To prevent aspiration to the trachea:
o Vocal cords close
o Larynx shifts superiorly and anteriorly
o Epiglottis folds down blocking the trachea entrance

  1. Oesophageal phase
    - Lower oesophageal sphincter normally tensioned at rest to prevent stomach regurgitation. Relaxes during swallow to allow bolus to pass to stomach via peristalsis wave
20
Q

Describe the muscles of mastication

21
Q

Describe the normal process for speech

A

Baby
- Can mimic facial expressions, gestures
- Attempt to imitate vocal sound when interacting with speaking companions.
Around 2-3 months of age, newborns produce non-syllabic babbling (“gooing”) using simple tongue or lip movements.

Baby to toddler to child
Within 1 year: transition from non-syllabic babbling to syllabic babbling
Around 7 months: start to consistently produce clear syllables (canonical babbling)
- Canonical babbling is an essential part for the foundation of human speech and involves some learning and interaction with others who speak, such as the baby’s mother.

The neural network involved in speech, contains two motor neuron groups:
1. Agonist group
2. Antagonist group
Function: control the masseter and orbicularis oris muscles to increase or decrease mouth closure.
- <1yr: parts of the motor cortex may develop the capability to directly produce movements of the vocal tract articulators, leading to syllabic vocalizations.

Adult
Speech involves four stages: respiration, phonation, resonance, and articulation.

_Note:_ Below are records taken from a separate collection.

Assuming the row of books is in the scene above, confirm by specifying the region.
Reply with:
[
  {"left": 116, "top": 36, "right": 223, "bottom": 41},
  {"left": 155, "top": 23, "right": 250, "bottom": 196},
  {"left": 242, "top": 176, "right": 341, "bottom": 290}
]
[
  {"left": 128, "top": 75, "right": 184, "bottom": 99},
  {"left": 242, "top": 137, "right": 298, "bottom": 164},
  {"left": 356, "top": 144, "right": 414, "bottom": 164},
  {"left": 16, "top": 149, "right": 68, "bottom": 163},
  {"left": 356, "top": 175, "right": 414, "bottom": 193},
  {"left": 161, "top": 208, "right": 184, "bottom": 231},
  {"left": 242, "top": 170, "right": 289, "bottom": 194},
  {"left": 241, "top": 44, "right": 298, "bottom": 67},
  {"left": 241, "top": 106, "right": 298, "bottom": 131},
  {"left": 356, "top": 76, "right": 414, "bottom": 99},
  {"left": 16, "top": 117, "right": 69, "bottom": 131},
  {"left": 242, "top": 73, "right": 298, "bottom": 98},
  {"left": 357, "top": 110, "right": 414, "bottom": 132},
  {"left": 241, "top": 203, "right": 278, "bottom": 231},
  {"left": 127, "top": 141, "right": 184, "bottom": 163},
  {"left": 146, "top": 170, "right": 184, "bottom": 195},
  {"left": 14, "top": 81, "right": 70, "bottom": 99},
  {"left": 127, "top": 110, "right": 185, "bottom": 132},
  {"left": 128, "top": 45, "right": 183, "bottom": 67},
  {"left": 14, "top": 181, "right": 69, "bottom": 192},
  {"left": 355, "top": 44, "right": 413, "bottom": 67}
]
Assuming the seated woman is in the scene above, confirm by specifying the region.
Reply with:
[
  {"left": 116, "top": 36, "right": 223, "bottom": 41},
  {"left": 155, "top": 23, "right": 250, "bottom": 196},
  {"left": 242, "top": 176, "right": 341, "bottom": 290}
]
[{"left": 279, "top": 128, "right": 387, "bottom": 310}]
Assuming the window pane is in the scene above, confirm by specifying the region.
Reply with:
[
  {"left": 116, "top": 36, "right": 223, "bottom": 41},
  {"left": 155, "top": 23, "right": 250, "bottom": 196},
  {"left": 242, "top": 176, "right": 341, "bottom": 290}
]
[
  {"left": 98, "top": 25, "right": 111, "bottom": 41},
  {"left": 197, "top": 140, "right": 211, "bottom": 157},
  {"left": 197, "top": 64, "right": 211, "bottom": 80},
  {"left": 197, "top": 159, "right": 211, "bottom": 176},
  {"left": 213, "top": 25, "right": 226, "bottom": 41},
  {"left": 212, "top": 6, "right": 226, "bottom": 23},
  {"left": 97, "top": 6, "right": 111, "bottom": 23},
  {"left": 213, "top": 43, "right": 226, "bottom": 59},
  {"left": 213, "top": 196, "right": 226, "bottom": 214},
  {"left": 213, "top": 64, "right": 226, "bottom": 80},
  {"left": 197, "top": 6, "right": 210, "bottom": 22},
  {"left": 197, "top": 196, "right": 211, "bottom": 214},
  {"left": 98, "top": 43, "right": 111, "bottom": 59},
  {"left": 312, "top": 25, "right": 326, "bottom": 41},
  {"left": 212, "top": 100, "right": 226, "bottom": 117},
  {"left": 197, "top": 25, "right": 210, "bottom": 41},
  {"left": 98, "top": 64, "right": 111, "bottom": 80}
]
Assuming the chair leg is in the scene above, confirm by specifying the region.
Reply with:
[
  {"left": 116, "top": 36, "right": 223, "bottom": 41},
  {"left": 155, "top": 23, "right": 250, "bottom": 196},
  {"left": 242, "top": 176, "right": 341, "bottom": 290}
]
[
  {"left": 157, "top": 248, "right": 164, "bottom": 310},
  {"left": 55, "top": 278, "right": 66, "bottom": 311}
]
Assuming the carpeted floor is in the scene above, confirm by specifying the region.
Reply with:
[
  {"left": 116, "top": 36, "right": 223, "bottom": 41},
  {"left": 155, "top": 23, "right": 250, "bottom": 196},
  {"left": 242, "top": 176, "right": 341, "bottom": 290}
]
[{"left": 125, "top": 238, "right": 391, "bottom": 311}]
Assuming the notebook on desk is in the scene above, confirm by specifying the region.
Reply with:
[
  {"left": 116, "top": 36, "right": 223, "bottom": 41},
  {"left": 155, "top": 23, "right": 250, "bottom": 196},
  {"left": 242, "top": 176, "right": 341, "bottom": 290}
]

  1. Respiration: breathing and the lungs provide energy/power behind our voice
    - During speech, exhalation is active movement => abdominal muscles actively contract/the lungs, diaphragm and external intercostal muscles passively recoil, to force the air out
    - Strengthening these muscles increases speech loudness
    - Without air, vocalisations are soundless
  2. Phonation
    - Laryngopharynx (contains the vocal cords) => vibrate to produce sound or voice when air is exhaled from the lungs during speech
    - Infrahyoid muscles move the larynx and the hyoid during speech and swallowing
  3. Resonance
    - Sound flowing through cavities in head e.g. in the throat, mouth and nasal cavity
    - Changing the size of these cavities changes how the voice sounds
    - Oropharynx contains the posterior and lateral pharyngeal walls => close off the nasopharynx by moving upward and backward with the soft palate, while the lateral walls move inward => directs air into the oral cavity for oral resonance
    - During quiet breathing, the soft palate rests on the tongue, allowing air into the nasopharynx and nasal cavity. The soft palate, closes the nasopharynx for oral sounds and opens for nasal sounds, controlling air flow for proper resonance in speech. Velopharyngeal competence ensures appropriate resonance in connected speech.
  4. Articulation
    - Articulation refers to how we shape sounds with our mouths to form words
    - The parts of the mouth involved in articulation (articulators) include the tongue, lips, cheeks, vocal cords, uvula, palate, teeth, tongue, and mandible —work together to produce speech sounds in various languages.